Thomas C. Wingfield spoke yesterday via remote video at the Defense One Tech Summit.
There are many reasons DOD is helping other government agencies such as the State and Justice departments and the Department of Homeland Security, he said. For example, theft of intellectual property through hacking isn't just an economic problem, because some intellectual property supports defense capabilities, he noted.
Wingfield also said DOD monitors election interference on an enduring basi, working with the FBI and DHS on this issue. "It's not just an annoyance or nuisance, but can undermine faith in our democratic system, so we view this as actual threats," he said.
Besides supporting a whole-of-government approach to cyberdefense, Wingfield said DOD must support the warfighters who depend on cyber for everything from planes, tanks and command and control.
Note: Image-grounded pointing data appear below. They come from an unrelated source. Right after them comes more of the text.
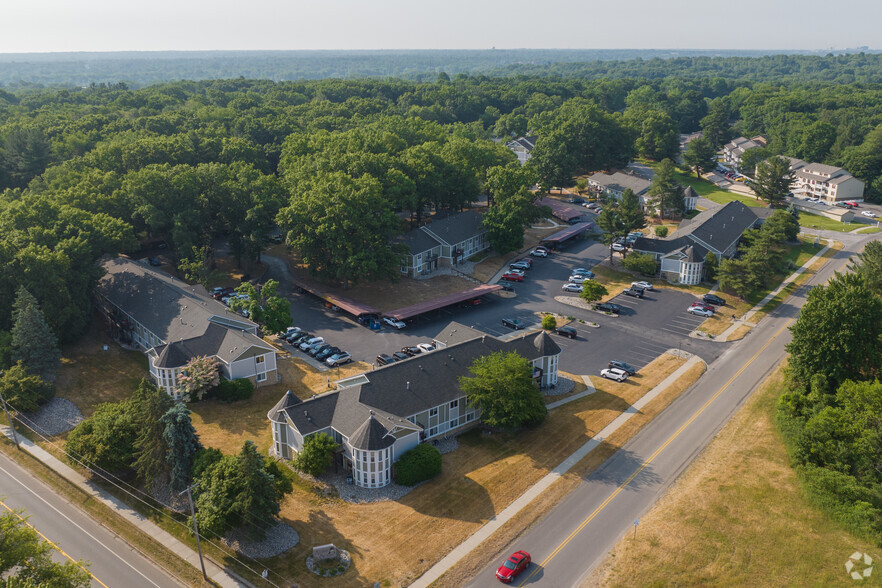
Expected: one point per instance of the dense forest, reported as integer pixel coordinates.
(344, 167)
(140, 68)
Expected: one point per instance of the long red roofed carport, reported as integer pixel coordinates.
(422, 307)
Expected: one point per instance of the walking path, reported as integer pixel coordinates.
(218, 574)
(466, 547)
(745, 318)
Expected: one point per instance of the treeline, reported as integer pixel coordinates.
(832, 415)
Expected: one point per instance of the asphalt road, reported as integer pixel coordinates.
(577, 534)
(113, 561)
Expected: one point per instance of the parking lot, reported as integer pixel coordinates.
(645, 328)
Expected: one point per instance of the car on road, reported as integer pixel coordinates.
(384, 359)
(713, 299)
(515, 324)
(339, 358)
(516, 563)
(566, 332)
(394, 322)
(614, 374)
(621, 365)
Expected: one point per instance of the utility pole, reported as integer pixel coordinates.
(196, 530)
(11, 424)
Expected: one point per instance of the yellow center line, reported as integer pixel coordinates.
(52, 543)
(650, 459)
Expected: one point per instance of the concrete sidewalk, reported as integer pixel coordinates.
(494, 524)
(221, 576)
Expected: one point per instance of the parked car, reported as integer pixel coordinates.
(621, 365)
(304, 345)
(394, 322)
(314, 351)
(513, 566)
(566, 332)
(328, 352)
(384, 359)
(714, 299)
(339, 358)
(614, 374)
(515, 324)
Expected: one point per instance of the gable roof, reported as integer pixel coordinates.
(456, 228)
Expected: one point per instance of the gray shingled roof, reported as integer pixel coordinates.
(456, 228)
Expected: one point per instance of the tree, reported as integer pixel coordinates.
(593, 291)
(33, 342)
(198, 377)
(23, 391)
(26, 559)
(317, 454)
(665, 195)
(504, 390)
(641, 262)
(837, 333)
(700, 156)
(239, 492)
(148, 405)
(182, 444)
(868, 265)
(197, 267)
(773, 181)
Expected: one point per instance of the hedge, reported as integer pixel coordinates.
(423, 462)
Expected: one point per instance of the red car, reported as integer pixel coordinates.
(514, 565)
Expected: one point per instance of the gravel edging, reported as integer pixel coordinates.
(57, 416)
(279, 538)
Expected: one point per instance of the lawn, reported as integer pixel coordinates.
(816, 221)
(736, 517)
(475, 484)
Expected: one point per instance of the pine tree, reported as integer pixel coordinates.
(182, 443)
(33, 341)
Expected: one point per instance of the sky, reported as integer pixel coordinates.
(125, 25)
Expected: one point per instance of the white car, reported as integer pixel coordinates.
(393, 322)
(614, 374)
(315, 341)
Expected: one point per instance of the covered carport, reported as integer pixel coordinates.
(442, 302)
(559, 239)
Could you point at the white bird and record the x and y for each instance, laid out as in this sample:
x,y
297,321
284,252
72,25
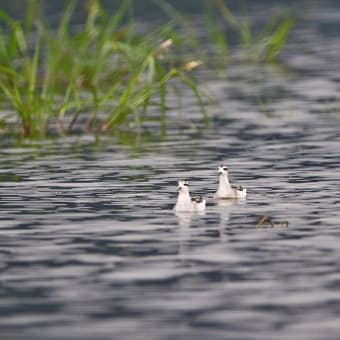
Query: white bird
x,y
225,189
185,203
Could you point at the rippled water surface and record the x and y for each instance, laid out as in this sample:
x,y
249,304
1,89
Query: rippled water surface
x,y
90,247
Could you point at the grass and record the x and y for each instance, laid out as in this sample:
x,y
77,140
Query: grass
x,y
102,74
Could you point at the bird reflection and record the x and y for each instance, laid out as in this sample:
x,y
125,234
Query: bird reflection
x,y
186,218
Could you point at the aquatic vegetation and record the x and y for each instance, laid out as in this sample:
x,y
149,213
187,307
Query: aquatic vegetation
x,y
219,21
102,74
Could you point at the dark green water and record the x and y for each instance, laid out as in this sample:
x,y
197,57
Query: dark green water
x,y
90,247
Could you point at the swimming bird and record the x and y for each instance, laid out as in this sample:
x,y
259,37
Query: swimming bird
x,y
185,203
225,189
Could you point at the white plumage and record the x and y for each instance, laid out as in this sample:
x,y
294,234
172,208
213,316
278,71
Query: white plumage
x,y
225,189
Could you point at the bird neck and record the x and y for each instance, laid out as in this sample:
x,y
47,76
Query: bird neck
x,y
183,197
224,180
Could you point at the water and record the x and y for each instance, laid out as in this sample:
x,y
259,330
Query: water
x,y
90,247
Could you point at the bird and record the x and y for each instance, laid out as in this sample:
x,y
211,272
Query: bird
x,y
225,189
185,203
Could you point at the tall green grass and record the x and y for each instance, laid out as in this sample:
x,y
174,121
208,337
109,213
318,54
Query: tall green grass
x,y
102,75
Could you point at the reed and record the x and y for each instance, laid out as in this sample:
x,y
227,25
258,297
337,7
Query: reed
x,y
102,75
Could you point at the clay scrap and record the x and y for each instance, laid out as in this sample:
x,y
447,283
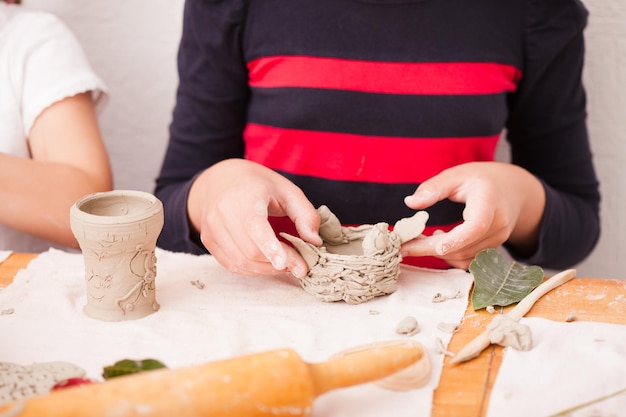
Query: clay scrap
x,y
18,381
355,264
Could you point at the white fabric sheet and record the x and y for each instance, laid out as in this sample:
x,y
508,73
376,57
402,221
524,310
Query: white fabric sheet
x,y
4,254
231,316
570,364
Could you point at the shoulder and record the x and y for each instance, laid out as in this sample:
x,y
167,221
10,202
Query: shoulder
x,y
556,15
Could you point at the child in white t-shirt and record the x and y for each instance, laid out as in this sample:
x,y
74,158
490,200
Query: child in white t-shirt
x,y
51,148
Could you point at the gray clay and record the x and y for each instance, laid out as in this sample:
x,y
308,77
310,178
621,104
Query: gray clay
x,y
117,233
355,264
17,381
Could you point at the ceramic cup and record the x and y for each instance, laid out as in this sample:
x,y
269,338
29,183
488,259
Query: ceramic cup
x,y
117,233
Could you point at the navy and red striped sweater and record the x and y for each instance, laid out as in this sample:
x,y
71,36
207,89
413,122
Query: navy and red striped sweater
x,y
357,102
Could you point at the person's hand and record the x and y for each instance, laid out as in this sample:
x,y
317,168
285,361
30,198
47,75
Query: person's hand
x,y
229,203
503,202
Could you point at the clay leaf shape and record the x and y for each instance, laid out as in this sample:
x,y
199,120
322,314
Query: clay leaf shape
x,y
499,281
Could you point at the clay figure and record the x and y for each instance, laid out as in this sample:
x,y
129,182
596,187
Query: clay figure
x,y
355,264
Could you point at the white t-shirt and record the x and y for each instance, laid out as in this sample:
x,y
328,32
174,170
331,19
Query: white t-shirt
x,y
41,62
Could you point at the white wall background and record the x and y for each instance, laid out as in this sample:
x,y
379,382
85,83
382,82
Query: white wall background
x,y
132,44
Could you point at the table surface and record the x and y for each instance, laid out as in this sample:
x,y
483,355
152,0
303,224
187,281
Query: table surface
x,y
464,389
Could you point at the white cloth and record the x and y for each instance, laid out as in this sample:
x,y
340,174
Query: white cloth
x,y
41,62
570,364
231,316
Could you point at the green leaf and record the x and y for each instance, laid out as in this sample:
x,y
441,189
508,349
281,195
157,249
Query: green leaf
x,y
499,281
128,366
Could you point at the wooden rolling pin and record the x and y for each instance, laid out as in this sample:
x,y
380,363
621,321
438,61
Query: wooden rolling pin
x,y
274,383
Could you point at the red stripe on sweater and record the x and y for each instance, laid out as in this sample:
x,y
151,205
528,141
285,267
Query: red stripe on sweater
x,y
383,77
349,157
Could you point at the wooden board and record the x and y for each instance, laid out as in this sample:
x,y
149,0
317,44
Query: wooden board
x,y
464,389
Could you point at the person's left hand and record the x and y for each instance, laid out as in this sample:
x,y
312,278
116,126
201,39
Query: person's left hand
x,y
503,202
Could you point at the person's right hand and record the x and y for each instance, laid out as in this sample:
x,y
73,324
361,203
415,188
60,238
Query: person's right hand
x,y
229,203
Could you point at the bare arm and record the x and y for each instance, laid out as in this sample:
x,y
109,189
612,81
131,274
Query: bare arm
x,y
69,160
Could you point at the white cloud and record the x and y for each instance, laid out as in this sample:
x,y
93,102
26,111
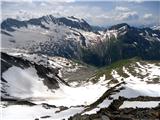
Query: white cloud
x,y
37,0
128,16
120,8
148,16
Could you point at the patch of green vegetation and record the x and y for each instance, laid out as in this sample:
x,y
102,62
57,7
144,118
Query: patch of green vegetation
x,y
118,66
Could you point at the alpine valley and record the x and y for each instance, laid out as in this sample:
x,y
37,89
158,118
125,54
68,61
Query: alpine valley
x,y
60,68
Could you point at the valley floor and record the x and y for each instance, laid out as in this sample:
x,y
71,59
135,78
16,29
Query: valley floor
x,y
128,89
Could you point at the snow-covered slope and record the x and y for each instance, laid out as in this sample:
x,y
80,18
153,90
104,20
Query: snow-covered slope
x,y
129,79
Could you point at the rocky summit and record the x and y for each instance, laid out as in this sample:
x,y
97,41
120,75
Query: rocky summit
x,y
62,67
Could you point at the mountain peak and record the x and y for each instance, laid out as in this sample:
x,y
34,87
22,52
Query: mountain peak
x,y
119,26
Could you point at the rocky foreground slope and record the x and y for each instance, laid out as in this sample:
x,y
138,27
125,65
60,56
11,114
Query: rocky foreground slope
x,y
127,89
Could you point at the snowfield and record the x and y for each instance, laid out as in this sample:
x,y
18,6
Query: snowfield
x,y
139,104
24,112
25,83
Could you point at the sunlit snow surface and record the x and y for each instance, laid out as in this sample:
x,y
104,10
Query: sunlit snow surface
x,y
25,84
24,112
72,96
139,104
135,86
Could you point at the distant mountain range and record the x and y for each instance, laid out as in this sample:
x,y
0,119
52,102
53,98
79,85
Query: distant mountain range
x,y
71,37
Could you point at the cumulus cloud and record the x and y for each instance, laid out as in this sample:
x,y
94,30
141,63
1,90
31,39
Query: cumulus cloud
x,y
120,8
148,16
128,16
37,1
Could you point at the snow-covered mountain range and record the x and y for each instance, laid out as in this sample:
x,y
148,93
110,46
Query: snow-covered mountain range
x,y
47,72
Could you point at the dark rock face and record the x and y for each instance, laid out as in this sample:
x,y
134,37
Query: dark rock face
x,y
130,42
114,113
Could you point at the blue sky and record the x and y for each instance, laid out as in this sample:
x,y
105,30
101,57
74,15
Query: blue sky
x,y
103,13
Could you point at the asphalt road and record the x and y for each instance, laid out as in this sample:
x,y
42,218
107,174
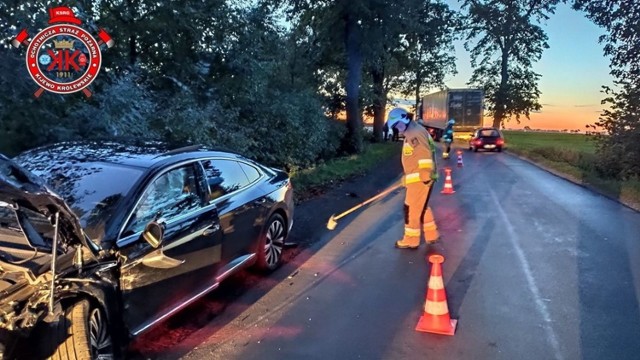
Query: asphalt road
x,y
536,268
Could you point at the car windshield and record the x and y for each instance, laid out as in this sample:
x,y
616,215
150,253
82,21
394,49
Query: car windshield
x,y
92,190
489,133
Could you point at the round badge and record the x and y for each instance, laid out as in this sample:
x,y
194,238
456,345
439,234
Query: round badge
x,y
44,59
63,59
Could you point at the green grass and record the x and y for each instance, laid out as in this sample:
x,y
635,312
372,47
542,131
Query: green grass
x,y
573,156
311,181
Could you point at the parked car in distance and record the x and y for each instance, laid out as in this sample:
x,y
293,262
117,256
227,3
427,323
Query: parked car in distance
x,y
101,241
487,138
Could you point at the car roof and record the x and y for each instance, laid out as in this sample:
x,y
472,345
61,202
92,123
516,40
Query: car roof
x,y
141,155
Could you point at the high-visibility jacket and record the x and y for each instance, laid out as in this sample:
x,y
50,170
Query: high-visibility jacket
x,y
418,155
448,133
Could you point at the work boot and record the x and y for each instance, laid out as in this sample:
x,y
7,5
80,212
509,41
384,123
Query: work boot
x,y
435,247
402,244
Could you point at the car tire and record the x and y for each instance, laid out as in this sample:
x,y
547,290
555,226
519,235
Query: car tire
x,y
271,244
82,333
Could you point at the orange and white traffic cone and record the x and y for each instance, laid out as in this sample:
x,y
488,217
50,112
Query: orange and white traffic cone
x,y
435,318
448,183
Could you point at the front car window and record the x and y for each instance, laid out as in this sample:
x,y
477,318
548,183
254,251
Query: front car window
x,y
169,196
223,177
490,133
23,230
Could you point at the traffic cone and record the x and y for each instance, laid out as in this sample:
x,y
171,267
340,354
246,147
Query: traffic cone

If an adversary's cyberattack results in significant infrastructure destruction or loss of life, that would justify an appropriate, self-defense response, he added.
Adversaries might allow their autonomous systems to cause destruction that violates the moral conventions of warfare, he said. In the future, as autonomous artificial intelligence systems become more widespread among allies and adversaries, the speed of cyber has the potential to dramatically accelerate activities on the battlespace, he said.
Wingfield advises that if humans are not in the loop in decision-making, artificial intelligence systems would have to go through extensive moral and ethical training about what might occur if life or infrastructure is threatened, noting that humans would need to be held accountable for what the autonomous systems do. "We don't want to turn into war criminals," he said.